Pasją Katarzyny jest kino. Największe wrażenie zrobił na niej "Titanic". - Nie ma co ukrywać. Najbardziej lubię filmy romantycznie. Takie, w których ludzie się zakochują i przysięgają sobie miłość do końca życia. "Titanic" jest może trochę inny, bo tam dochodzi do katastrofy, ale to historia miłości silniejszej niż śmierć - mówi dziś Katarzyna. Jej drugi ulubiony film to "Biała Masajka". O Szwajcarce, która zakochuje się w Masaju. Dla tej miłości porzuca narzeczonego, ucieka ze Szwajcarii do afrykańskiego buszu i tam pragnie pozostać na zawsze.
"Czas, kiedy Katarzyna oglądała w kinie film za filmem, był najtrudniejszy w jej życiu.

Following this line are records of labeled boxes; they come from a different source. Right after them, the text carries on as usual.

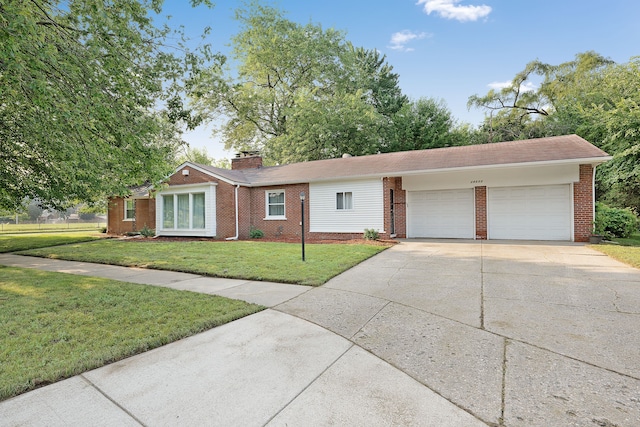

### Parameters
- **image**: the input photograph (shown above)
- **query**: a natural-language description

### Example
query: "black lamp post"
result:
[300,191,305,261]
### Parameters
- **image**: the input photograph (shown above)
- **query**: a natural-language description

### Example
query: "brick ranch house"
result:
[108,135,611,242]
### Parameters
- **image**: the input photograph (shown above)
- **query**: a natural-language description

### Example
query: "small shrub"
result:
[249,227,264,239]
[140,224,156,238]
[363,228,380,240]
[593,202,638,238]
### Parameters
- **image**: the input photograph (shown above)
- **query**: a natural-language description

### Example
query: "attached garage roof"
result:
[194,135,611,186]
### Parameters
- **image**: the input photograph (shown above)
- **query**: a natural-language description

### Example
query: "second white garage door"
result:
[487,184,571,240]
[407,189,475,239]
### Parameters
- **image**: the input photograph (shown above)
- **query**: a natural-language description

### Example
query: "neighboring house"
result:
[109,135,611,242]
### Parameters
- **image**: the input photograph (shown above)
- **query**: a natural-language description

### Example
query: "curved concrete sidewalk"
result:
[0,241,640,427]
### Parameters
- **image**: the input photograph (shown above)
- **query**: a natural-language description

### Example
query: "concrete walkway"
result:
[0,241,640,427]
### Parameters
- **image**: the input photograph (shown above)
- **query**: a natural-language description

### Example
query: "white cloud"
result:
[487,80,537,92]
[416,0,491,22]
[389,30,431,52]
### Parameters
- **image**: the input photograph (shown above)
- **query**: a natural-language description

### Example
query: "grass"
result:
[0,266,263,400]
[0,231,104,253]
[591,233,640,268]
[21,240,386,286]
[0,222,102,234]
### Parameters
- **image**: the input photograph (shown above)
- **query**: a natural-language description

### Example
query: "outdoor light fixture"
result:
[300,191,305,261]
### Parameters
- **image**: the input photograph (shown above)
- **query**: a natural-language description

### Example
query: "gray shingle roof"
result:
[195,135,610,186]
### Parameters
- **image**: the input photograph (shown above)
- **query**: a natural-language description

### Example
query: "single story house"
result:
[108,135,611,242]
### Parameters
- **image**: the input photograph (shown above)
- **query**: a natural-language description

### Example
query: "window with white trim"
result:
[336,191,353,211]
[162,193,206,230]
[124,199,136,221]
[265,190,286,219]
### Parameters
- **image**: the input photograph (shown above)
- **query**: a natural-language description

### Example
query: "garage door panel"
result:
[488,184,571,240]
[408,189,475,239]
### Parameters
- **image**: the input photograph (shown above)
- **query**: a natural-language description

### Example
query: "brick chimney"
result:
[231,151,262,170]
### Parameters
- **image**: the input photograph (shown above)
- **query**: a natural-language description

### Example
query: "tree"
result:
[469,52,640,212]
[382,98,462,152]
[174,146,231,169]
[0,0,215,209]
[554,57,640,213]
[467,51,612,142]
[191,2,406,164]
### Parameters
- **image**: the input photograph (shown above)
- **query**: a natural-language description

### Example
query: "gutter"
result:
[225,184,240,240]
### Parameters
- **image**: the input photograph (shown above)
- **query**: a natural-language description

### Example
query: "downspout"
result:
[225,184,240,240]
[591,165,598,223]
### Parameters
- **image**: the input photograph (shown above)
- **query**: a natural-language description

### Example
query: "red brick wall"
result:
[248,184,315,239]
[475,186,487,240]
[573,165,594,242]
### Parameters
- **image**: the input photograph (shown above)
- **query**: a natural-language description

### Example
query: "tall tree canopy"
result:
[191,2,456,164]
[0,0,212,209]
[469,52,640,212]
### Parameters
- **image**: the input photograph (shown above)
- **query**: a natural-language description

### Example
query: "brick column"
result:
[474,186,487,240]
[573,165,594,242]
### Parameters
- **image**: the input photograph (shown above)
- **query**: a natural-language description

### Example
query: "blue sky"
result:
[163,0,640,158]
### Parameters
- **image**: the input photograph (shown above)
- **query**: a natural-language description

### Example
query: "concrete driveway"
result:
[0,240,640,427]
[275,240,640,427]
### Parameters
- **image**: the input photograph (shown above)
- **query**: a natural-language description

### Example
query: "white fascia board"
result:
[240,156,613,187]
[396,156,613,176]
[157,182,218,194]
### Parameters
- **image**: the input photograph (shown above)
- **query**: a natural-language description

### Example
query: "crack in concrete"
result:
[78,374,146,427]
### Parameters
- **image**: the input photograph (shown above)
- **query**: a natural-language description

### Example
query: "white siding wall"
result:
[308,179,384,233]
[156,183,216,237]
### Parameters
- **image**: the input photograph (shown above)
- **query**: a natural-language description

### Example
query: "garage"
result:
[487,184,572,240]
[407,188,475,239]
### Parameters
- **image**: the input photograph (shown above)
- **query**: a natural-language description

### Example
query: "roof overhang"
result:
[242,156,613,187]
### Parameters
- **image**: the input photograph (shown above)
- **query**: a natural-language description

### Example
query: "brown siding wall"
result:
[107,197,156,234]
[573,165,594,242]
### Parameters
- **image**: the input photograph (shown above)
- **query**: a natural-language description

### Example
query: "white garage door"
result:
[487,184,571,240]
[407,188,475,239]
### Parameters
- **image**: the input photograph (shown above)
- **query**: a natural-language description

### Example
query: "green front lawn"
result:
[591,233,640,268]
[0,266,263,400]
[0,231,105,253]
[21,240,387,286]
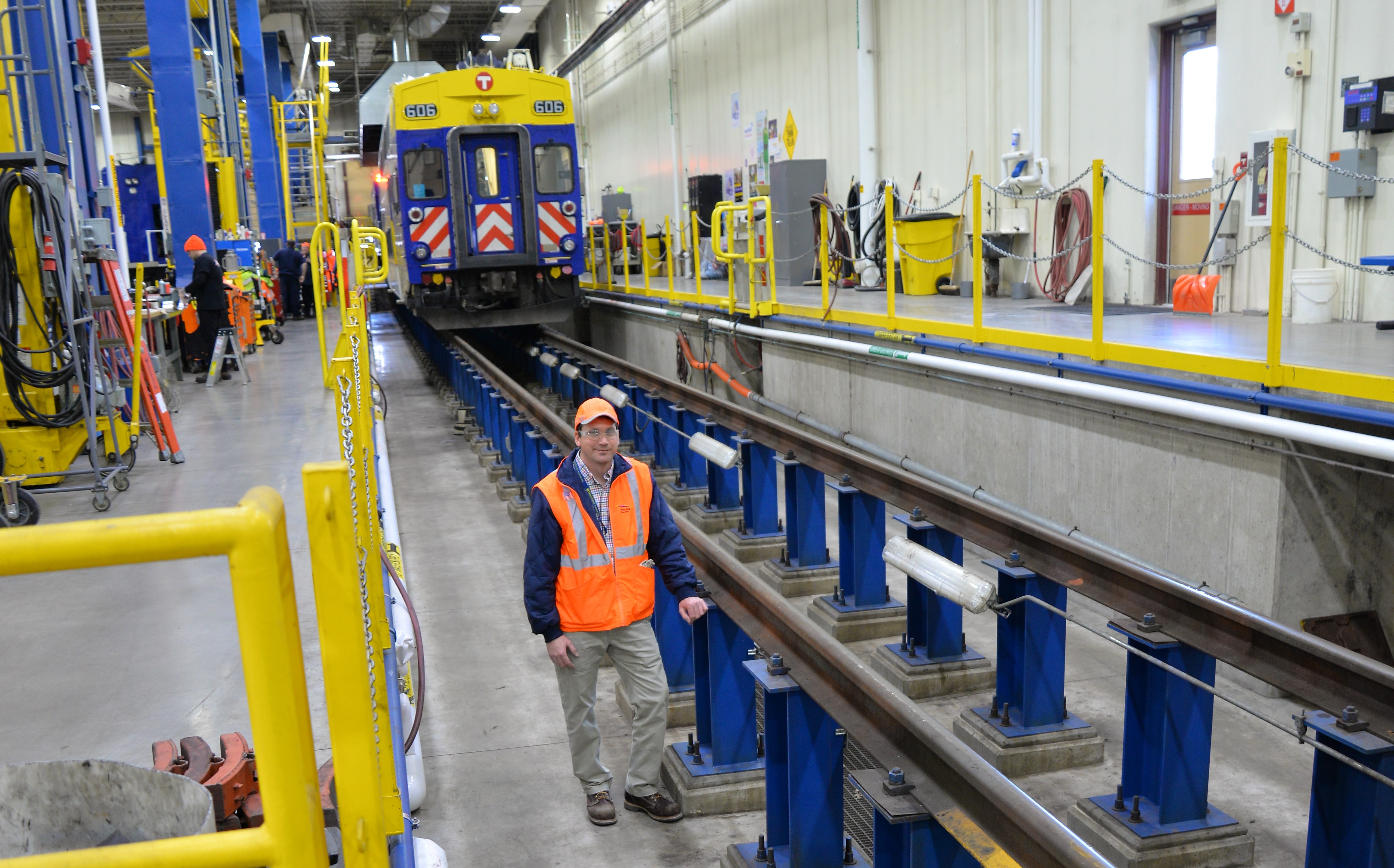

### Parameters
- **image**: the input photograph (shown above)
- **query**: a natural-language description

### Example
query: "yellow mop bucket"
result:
[895,212,959,295]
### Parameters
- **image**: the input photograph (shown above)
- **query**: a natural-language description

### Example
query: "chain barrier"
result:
[1104,233,1269,270]
[983,166,1094,202]
[337,373,382,751]
[983,236,1087,262]
[1288,142,1394,184]
[1284,229,1394,277]
[895,241,970,265]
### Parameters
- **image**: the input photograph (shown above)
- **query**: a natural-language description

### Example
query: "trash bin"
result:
[1292,269,1335,325]
[0,759,217,858]
[895,212,958,295]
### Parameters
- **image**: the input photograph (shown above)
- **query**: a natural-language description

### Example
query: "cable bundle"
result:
[0,169,86,428]
[1032,187,1094,301]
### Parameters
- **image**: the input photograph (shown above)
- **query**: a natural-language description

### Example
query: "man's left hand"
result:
[678,596,707,624]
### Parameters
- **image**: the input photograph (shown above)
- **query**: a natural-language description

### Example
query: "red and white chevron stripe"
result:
[537,202,576,254]
[411,205,450,259]
[474,202,513,254]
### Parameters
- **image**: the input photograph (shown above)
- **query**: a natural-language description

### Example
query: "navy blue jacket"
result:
[523,449,697,642]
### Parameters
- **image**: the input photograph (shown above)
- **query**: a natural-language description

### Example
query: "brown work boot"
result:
[624,793,683,823]
[586,790,615,826]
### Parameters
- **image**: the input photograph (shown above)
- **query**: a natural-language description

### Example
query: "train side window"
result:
[474,148,499,199]
[402,148,445,199]
[532,145,572,194]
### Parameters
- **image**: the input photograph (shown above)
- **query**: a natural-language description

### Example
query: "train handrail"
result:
[0,486,329,868]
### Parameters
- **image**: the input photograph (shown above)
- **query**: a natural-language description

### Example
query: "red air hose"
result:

To wtedy po raz pierwszy poczuła, że od ludzi odgradza ją niewidzialna szyba. Jej koleżanki z klasy mówiły, że coraz bardziej zamyka się we własnym świecie, że trudno do niej dotrzeć, że czasem w ogóle nie słyszy, co się do niej mówi" - pisze autorka książki "Wybaczcie mi".
Zanim poznała męża, miała kilku chłopaków, z każdym. chodziła nie dłużej niż miesiąc. Potem okazywało się, że nic do nich nie czuje, i znajomość się kończyła. Najbardziej lubiła chyba Krzyśka Tuskiego. On był inny niż jej rówieśnicy. Był metalem. Pożyczał jej płyty do słuchania, opowiadał o kulturze metalowców. No i podobał jej się fizycznie. Któregoś razu Katarzyna powiedziała mu, że nie ma co czytać, pożyczył jej wtedy książkę "Patologia śmierci". - Dowiedziałam się z niej, co się dzieje z ciałem człowieka, kiedy ustaną już wszystkie funkcje życiowe organizmu. O tych robakach, które to ciało obłażą, i o tym, co zaczyna rozkładać się najpierw. To było bardzo ciekawe - mówi Katarzyna.